Wednesday, August 25, 2004

Defining a generation with "Garden State"

Sometimes there is a movie that just sums up a generation of Americans. Like Reality Bites and The Big Chill before it, Garden State is a movie that simply defines a certain sect of culture at a certain point in time that it’s almost scary. As a person nearly in my mid-twenties myself, I walked away from this film feeling perfectly understood. Most of us are not what we are made to be in popular films. Not all of us are constantly out to get laid or married or on some quest for self-awareness. Most of us are just getting by.

Because of this, Garden State may be the first actual surefire "classic" made in years. In the same vein as The Graduate , it explores that point of life somewhere between college and "real" adulthood that I recently found myself falling into. Writer/director/star Zach Braff (you know him from "Scrubs") seemingly plucked a moment from real life and surrounded it with eclectic images, engaging dialogue, hilarious situations, an incredible soundtrack and stunning colors.

The main character, Andrew, is a perfect representation of 90s offspring. Medicated and numb, Andrew is drifting through his mid-twenties in LA when he suddenly has to go back home to New Jersey upon the death of his mother, who he hasn't seen in nine years. Upon arriving back home, Andrew finds that many of his closest friends are in the same boat: Waiting around for their "real" lives, or at least the lives they once envisioned, to actually begin.

We see all of the events unfold through Andrew’s stunned consciousness. The very portrayal in the film’s opening scene dead-on describes the state in which any former or current antidepressant user can relate. Andrew’s numbness, his uncaring and unflinching drift through everyday turmoil, is all at once enviable and sad.

Those of us in our twenties probably represent the most (legally) medicated generation yet, so it’s stunningly appropriate to have our protagonist be like the rest of us: Taking one pill or another to bring on perfection. See Andrew has been on lithium, Prozac and Paxil since he was a kid. He simply has forgotten what it was like to feel much of anything (And if you think it’s overly dramatized, then you’ve never been on anti-depressants before).

Once home, Andrew stops taking his meds and starts to finally see the world around him, and his life, for the first time. Much like Dustin Hoffman’s quiet observations from the bottom of the pool in The Graduate , Andrew too finds himself learning what adulthood really means.

All he has to do is look at his friends, who each seem to represent a different person everyone in their twenties knows. There’s Mark, a gravedigger who lives with (and gets high with) his mother in near-squalor, always making just enough to keep getting high, never seeking to become anything more than he already is. Jesse has made a great deal of money as an inventor, but he has no real adult life in which to spend it, so he just buys toys and throws parties to keep himself company. Kenny became a cop simply because he didn’t have any other dreams. And Sam (Natalie Portman), who he meets at a doctor’s office, is an off-kilter, high-energy mess of a girl who constantly strives to be unique.

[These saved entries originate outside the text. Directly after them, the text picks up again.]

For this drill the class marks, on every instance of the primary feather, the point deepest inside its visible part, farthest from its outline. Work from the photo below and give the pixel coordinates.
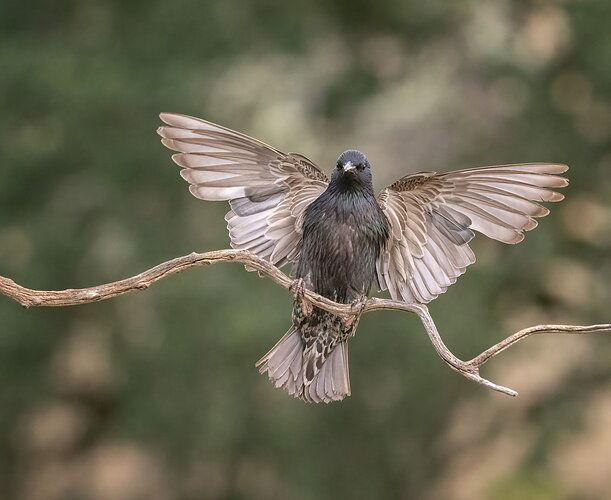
(413, 238)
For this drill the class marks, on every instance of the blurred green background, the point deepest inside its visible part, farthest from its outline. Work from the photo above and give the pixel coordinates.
(154, 395)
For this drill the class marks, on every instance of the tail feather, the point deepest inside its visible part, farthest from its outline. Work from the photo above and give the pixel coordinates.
(283, 363)
(332, 381)
(284, 367)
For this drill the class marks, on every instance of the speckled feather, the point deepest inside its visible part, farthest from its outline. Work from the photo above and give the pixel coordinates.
(413, 238)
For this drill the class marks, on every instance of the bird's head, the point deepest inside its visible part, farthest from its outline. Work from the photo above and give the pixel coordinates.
(352, 169)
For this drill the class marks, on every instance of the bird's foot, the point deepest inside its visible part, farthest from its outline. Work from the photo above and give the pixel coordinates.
(298, 289)
(357, 307)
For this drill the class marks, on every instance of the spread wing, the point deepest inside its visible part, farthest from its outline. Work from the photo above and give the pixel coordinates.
(267, 190)
(433, 217)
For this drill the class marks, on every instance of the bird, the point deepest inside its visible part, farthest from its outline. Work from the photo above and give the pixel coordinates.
(342, 238)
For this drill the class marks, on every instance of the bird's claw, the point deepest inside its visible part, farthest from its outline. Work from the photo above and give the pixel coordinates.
(298, 289)
(357, 307)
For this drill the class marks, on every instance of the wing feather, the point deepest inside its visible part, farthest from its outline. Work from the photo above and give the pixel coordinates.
(267, 190)
(433, 216)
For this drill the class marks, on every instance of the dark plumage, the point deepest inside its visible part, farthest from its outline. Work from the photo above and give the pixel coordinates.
(344, 231)
(413, 238)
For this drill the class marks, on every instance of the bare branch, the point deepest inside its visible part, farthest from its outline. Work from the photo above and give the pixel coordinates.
(469, 369)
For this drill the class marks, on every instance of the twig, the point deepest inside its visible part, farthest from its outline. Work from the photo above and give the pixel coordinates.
(469, 369)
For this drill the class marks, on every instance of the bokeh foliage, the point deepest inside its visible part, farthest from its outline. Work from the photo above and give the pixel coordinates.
(155, 395)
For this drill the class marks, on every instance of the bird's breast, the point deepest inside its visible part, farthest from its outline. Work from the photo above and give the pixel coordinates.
(339, 250)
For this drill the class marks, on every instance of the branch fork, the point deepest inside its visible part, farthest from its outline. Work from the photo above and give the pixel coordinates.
(469, 369)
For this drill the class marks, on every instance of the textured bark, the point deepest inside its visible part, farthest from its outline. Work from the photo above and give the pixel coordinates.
(469, 369)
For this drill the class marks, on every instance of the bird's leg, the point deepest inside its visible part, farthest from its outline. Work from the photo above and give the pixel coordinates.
(351, 321)
(298, 288)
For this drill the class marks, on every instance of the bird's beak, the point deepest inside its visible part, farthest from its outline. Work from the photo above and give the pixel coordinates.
(348, 167)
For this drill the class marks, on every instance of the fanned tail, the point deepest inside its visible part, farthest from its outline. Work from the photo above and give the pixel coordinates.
(332, 381)
(284, 362)
(284, 365)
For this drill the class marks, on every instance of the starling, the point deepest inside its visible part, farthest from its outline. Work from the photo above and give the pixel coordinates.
(412, 239)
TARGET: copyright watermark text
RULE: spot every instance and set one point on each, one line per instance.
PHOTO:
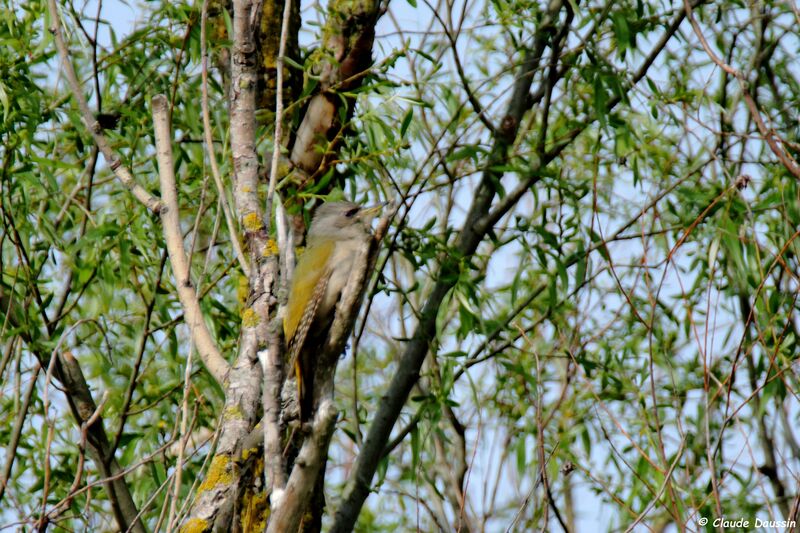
(746, 523)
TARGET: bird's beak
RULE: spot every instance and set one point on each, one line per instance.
(368, 213)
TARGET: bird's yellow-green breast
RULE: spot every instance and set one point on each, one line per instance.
(312, 264)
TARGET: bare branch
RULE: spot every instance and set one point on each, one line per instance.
(287, 513)
(170, 218)
(112, 159)
(212, 159)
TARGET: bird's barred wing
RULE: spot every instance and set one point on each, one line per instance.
(310, 267)
(301, 332)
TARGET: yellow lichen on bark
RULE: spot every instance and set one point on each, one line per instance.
(251, 222)
(195, 525)
(249, 318)
(218, 473)
(270, 249)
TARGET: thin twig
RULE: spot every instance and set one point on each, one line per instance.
(112, 159)
(170, 219)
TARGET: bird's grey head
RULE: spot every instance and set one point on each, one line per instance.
(342, 221)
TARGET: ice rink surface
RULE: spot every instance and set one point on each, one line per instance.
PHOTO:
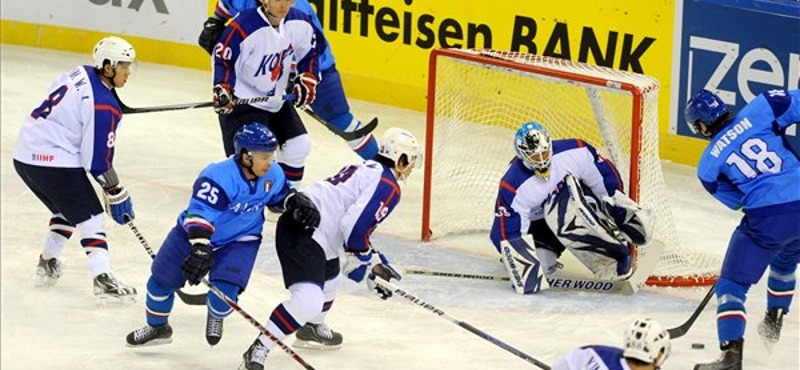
(158, 158)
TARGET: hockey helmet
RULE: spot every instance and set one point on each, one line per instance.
(114, 50)
(645, 340)
(533, 147)
(397, 142)
(705, 107)
(254, 137)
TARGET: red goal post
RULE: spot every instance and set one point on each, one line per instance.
(478, 98)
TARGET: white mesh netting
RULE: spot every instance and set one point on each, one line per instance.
(482, 96)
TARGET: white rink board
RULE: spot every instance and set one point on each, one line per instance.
(159, 156)
(169, 20)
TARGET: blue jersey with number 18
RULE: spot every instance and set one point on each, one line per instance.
(749, 163)
(229, 205)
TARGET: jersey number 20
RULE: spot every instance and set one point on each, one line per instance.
(755, 150)
(47, 106)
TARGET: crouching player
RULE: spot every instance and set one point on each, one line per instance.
(352, 204)
(566, 196)
(220, 232)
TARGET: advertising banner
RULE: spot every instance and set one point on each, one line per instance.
(737, 49)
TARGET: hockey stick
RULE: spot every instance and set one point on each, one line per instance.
(190, 299)
(419, 302)
(681, 330)
(164, 108)
(351, 135)
(455, 274)
(258, 325)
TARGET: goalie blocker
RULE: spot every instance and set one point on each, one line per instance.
(603, 235)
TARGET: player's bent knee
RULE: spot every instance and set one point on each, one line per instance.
(307, 300)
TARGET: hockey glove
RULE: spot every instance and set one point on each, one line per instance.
(385, 272)
(223, 99)
(212, 30)
(358, 263)
(119, 205)
(197, 264)
(302, 209)
(305, 87)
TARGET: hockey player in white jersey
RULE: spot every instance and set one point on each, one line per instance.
(646, 348)
(352, 205)
(72, 133)
(256, 56)
(567, 196)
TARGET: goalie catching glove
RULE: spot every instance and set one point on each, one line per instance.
(305, 88)
(374, 262)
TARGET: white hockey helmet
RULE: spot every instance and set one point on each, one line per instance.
(396, 142)
(114, 49)
(645, 340)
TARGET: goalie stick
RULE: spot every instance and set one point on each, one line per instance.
(232, 304)
(164, 108)
(419, 302)
(679, 331)
(352, 135)
(190, 299)
(557, 281)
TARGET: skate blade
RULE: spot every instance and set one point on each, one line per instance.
(44, 281)
(102, 300)
(768, 344)
(305, 344)
(154, 342)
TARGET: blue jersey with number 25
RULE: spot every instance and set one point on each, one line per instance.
(228, 204)
(749, 164)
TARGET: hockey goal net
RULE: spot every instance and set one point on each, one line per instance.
(478, 98)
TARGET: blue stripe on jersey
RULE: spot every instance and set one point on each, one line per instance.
(384, 199)
(107, 116)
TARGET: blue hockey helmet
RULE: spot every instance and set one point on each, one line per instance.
(254, 137)
(705, 107)
(533, 147)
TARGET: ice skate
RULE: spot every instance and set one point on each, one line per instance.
(731, 358)
(213, 329)
(150, 336)
(108, 288)
(770, 328)
(48, 271)
(254, 357)
(317, 336)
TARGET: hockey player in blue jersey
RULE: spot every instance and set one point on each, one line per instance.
(220, 233)
(330, 103)
(71, 134)
(646, 347)
(542, 194)
(749, 165)
(352, 204)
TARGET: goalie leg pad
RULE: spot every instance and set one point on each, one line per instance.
(583, 228)
(523, 267)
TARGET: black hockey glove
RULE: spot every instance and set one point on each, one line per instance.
(212, 30)
(385, 272)
(302, 210)
(197, 264)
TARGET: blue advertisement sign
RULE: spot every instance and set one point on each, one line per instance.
(738, 49)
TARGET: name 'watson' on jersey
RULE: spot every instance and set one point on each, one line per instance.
(255, 58)
(749, 163)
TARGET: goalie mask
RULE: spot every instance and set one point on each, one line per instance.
(645, 340)
(533, 147)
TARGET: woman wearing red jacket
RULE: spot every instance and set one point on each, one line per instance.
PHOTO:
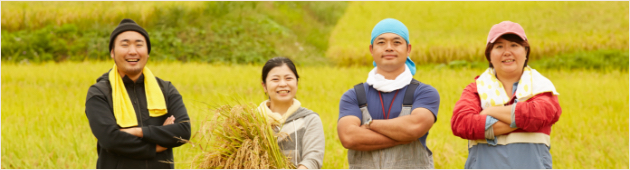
(507, 113)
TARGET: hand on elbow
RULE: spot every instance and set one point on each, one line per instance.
(346, 143)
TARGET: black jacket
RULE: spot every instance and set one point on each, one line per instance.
(117, 149)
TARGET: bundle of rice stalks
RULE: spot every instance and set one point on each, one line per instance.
(239, 138)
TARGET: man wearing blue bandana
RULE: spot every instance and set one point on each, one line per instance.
(384, 122)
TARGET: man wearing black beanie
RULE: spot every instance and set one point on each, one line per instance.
(137, 118)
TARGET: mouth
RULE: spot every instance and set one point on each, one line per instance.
(283, 92)
(132, 60)
(389, 56)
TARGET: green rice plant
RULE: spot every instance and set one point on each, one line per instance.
(441, 32)
(239, 137)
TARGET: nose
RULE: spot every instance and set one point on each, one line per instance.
(507, 51)
(389, 47)
(282, 83)
(133, 50)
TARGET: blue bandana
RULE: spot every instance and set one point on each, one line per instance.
(390, 25)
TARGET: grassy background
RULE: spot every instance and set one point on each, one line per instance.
(217, 32)
(44, 124)
(441, 32)
(212, 52)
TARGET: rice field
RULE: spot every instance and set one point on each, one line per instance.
(44, 124)
(442, 32)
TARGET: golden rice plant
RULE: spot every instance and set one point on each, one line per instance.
(239, 137)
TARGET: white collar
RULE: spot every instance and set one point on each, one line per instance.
(384, 85)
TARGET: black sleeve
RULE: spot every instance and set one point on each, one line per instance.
(106, 131)
(167, 136)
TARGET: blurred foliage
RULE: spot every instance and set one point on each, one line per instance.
(445, 32)
(218, 32)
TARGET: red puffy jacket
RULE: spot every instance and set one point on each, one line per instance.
(537, 114)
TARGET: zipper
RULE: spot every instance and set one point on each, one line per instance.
(137, 103)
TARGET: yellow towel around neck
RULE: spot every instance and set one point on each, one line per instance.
(123, 109)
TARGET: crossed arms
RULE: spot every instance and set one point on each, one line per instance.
(384, 133)
(141, 142)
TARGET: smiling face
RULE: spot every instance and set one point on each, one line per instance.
(130, 53)
(390, 51)
(508, 57)
(281, 84)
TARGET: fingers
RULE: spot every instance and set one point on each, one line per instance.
(169, 120)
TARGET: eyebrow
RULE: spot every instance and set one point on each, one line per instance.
(382, 38)
(127, 40)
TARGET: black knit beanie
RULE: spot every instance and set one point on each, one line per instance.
(128, 25)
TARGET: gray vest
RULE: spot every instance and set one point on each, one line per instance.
(409, 156)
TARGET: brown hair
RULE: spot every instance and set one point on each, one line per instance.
(509, 37)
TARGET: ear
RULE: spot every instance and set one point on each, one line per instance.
(264, 86)
(371, 49)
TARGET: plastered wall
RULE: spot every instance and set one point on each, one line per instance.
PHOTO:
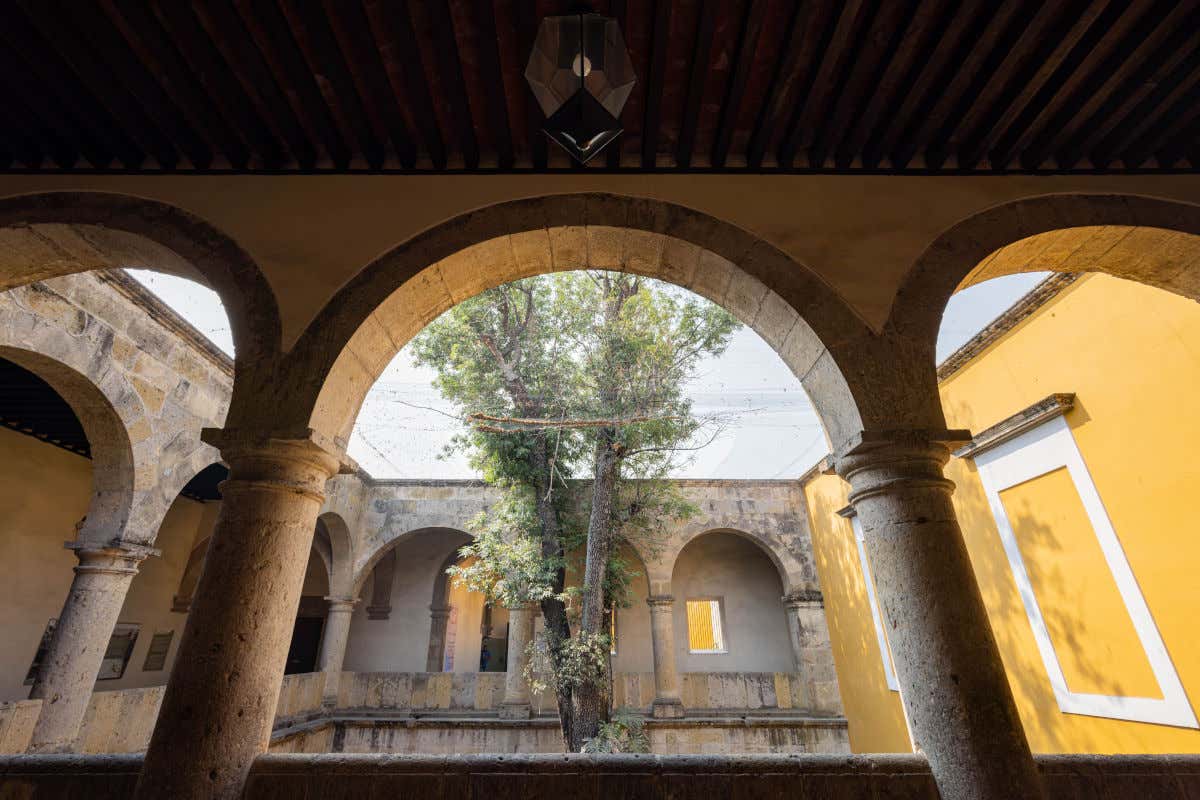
(1131, 355)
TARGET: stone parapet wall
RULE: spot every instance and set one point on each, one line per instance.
(732, 691)
(591, 777)
(448, 735)
(121, 722)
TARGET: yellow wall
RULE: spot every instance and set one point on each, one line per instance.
(1132, 356)
(43, 493)
(875, 717)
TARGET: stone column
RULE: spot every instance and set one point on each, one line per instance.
(516, 686)
(333, 645)
(809, 632)
(666, 680)
(220, 703)
(67, 675)
(952, 678)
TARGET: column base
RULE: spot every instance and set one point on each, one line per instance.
(666, 710)
(515, 711)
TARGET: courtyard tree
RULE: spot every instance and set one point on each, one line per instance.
(574, 376)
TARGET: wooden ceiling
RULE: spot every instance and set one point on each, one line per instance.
(724, 85)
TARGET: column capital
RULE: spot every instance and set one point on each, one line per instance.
(900, 444)
(804, 599)
(299, 444)
(113, 558)
(343, 605)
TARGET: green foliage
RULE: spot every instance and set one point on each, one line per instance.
(624, 733)
(571, 376)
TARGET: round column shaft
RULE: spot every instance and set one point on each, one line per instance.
(952, 679)
(516, 685)
(67, 675)
(333, 647)
(666, 679)
(439, 618)
(220, 703)
(809, 633)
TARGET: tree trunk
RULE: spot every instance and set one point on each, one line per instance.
(553, 612)
(592, 696)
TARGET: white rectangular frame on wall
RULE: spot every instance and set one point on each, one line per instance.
(889, 672)
(1035, 452)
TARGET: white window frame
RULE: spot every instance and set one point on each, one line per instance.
(1030, 455)
(889, 673)
(720, 624)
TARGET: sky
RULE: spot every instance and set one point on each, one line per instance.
(769, 429)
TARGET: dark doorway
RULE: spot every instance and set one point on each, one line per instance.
(305, 645)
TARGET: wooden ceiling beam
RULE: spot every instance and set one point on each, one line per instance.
(977, 64)
(1167, 92)
(1029, 65)
(833, 58)
(1155, 67)
(47, 112)
(286, 52)
(879, 47)
(618, 11)
(450, 67)
(807, 18)
(220, 83)
(922, 91)
(363, 50)
(327, 60)
(925, 25)
(1186, 145)
(652, 120)
(147, 92)
(701, 56)
(495, 96)
(1169, 118)
(94, 120)
(246, 60)
(417, 88)
(1084, 77)
(142, 28)
(736, 89)
(21, 143)
(95, 78)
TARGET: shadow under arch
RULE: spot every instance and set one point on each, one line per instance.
(334, 533)
(106, 421)
(1143, 239)
(366, 563)
(372, 317)
(51, 234)
(790, 572)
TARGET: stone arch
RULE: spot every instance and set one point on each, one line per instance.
(159, 414)
(366, 563)
(1144, 239)
(359, 331)
(181, 602)
(791, 572)
(106, 419)
(51, 234)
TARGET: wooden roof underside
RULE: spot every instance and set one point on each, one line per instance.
(762, 85)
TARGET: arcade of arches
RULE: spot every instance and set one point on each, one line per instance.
(845, 277)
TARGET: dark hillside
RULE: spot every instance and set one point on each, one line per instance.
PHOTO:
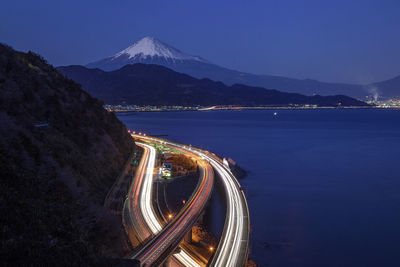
(60, 152)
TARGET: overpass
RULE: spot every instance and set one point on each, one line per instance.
(142, 224)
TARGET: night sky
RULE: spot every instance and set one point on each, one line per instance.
(337, 41)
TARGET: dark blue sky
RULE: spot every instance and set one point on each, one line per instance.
(342, 40)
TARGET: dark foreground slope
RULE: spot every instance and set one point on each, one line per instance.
(145, 84)
(60, 152)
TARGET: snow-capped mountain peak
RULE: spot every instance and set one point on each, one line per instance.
(149, 47)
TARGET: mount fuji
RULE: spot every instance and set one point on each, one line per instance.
(149, 50)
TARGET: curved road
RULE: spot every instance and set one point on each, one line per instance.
(233, 246)
(140, 220)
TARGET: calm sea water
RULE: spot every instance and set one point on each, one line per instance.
(323, 186)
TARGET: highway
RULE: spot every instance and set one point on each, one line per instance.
(233, 245)
(143, 226)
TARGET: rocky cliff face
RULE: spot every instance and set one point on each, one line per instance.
(60, 152)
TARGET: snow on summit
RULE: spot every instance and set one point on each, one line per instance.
(151, 47)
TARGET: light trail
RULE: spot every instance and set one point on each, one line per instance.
(164, 243)
(233, 246)
(143, 218)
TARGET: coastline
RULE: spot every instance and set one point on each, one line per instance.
(127, 111)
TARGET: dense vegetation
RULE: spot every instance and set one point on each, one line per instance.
(146, 84)
(60, 152)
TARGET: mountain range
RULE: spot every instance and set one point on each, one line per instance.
(149, 84)
(152, 51)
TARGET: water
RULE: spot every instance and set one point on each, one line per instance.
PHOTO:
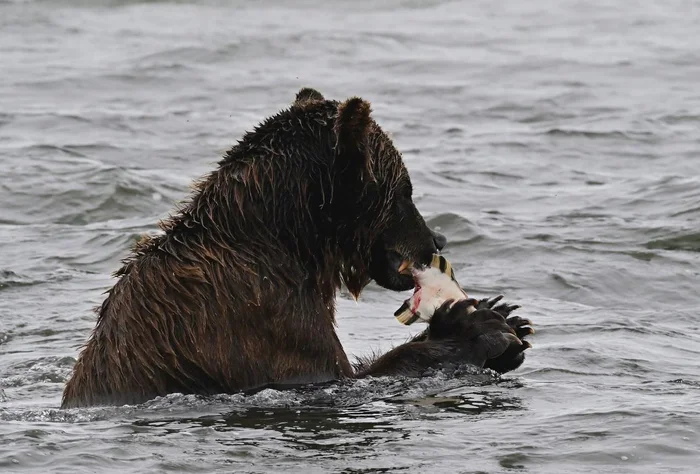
(556, 145)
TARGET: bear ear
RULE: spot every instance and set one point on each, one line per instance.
(308, 94)
(352, 128)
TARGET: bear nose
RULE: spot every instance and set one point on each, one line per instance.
(439, 239)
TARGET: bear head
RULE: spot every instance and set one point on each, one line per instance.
(379, 229)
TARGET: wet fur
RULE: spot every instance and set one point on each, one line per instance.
(238, 292)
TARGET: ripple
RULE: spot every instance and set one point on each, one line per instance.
(686, 242)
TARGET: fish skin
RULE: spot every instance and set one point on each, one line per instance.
(435, 284)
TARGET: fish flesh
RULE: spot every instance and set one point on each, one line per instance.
(435, 284)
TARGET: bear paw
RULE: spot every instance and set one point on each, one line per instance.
(485, 337)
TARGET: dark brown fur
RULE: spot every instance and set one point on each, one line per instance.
(238, 292)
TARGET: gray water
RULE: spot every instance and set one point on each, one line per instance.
(554, 143)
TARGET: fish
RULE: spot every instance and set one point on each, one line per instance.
(435, 284)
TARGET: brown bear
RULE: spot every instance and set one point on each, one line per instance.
(238, 292)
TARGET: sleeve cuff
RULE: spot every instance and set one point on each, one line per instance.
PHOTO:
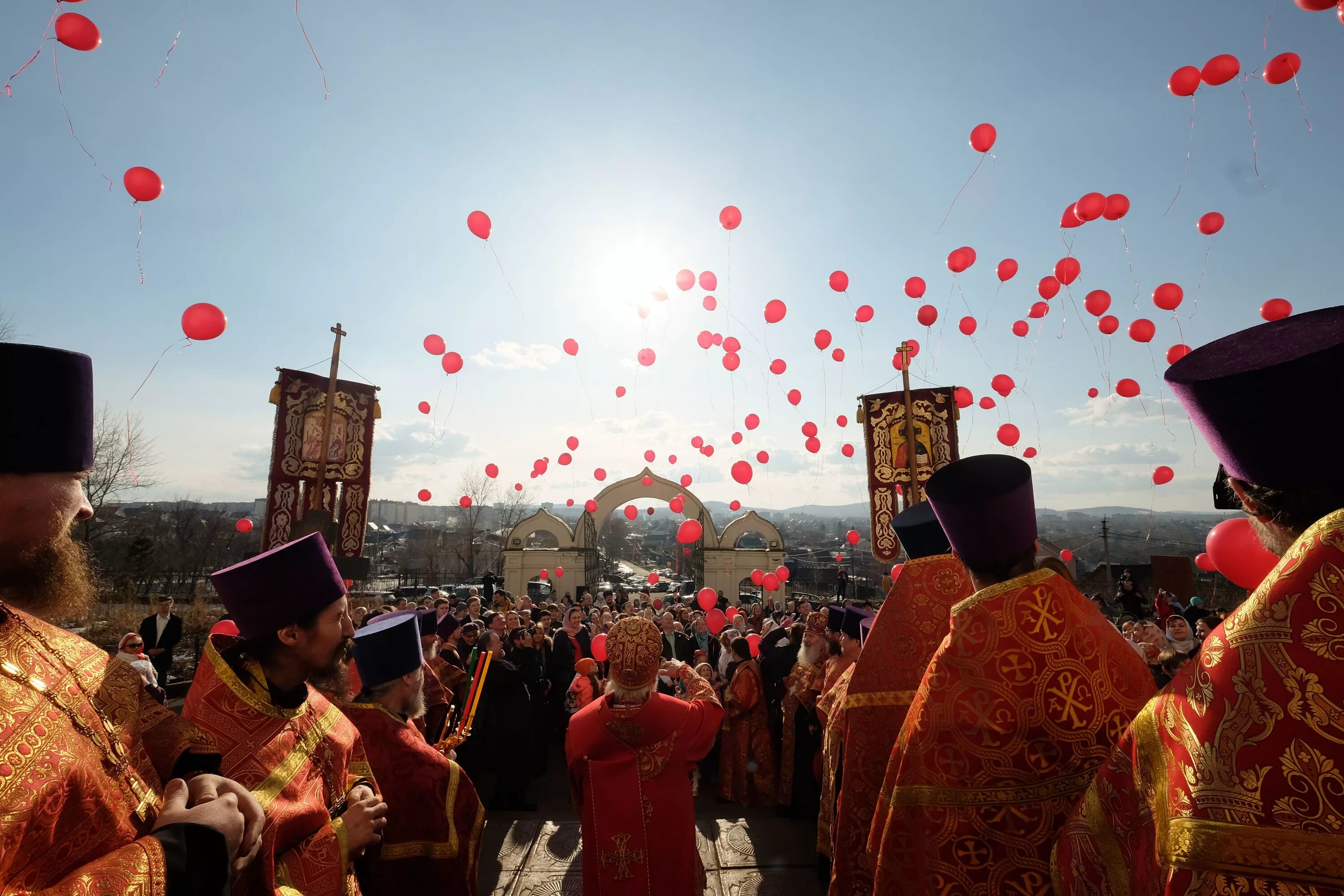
(197, 860)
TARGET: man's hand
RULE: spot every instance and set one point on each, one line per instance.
(203, 789)
(365, 820)
(221, 814)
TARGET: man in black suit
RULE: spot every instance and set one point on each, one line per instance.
(162, 633)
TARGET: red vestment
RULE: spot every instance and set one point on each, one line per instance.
(1233, 780)
(1017, 711)
(68, 823)
(631, 781)
(746, 751)
(296, 762)
(435, 818)
(910, 625)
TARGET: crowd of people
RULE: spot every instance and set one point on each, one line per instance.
(988, 730)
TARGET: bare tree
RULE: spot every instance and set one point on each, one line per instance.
(123, 461)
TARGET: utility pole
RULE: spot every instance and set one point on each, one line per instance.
(1105, 542)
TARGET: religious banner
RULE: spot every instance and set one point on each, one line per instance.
(889, 457)
(300, 406)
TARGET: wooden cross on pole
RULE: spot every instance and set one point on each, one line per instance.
(912, 492)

Through Andrew’s three days with his friends and his burgeoning infatuation with Sam, he finds that what he’s really looking for is a sense of "home." After high school and college, "home" ceases to exist for the neither here-nor-there typical 25-year-old. We know it, but we simply refuse to believe that you can’t go home again. You have to face forward. And most importantly: You have to let yourself feel in order to really be alive.

Simple lessons, to be sure, but maybe it’s exactly what we all need to learn. That perfection isn’t possible, accepting pain is simply a part of growing up and that life’s never, ever going to be what you thought it would.

Now that’s something I wish I had learned years ago.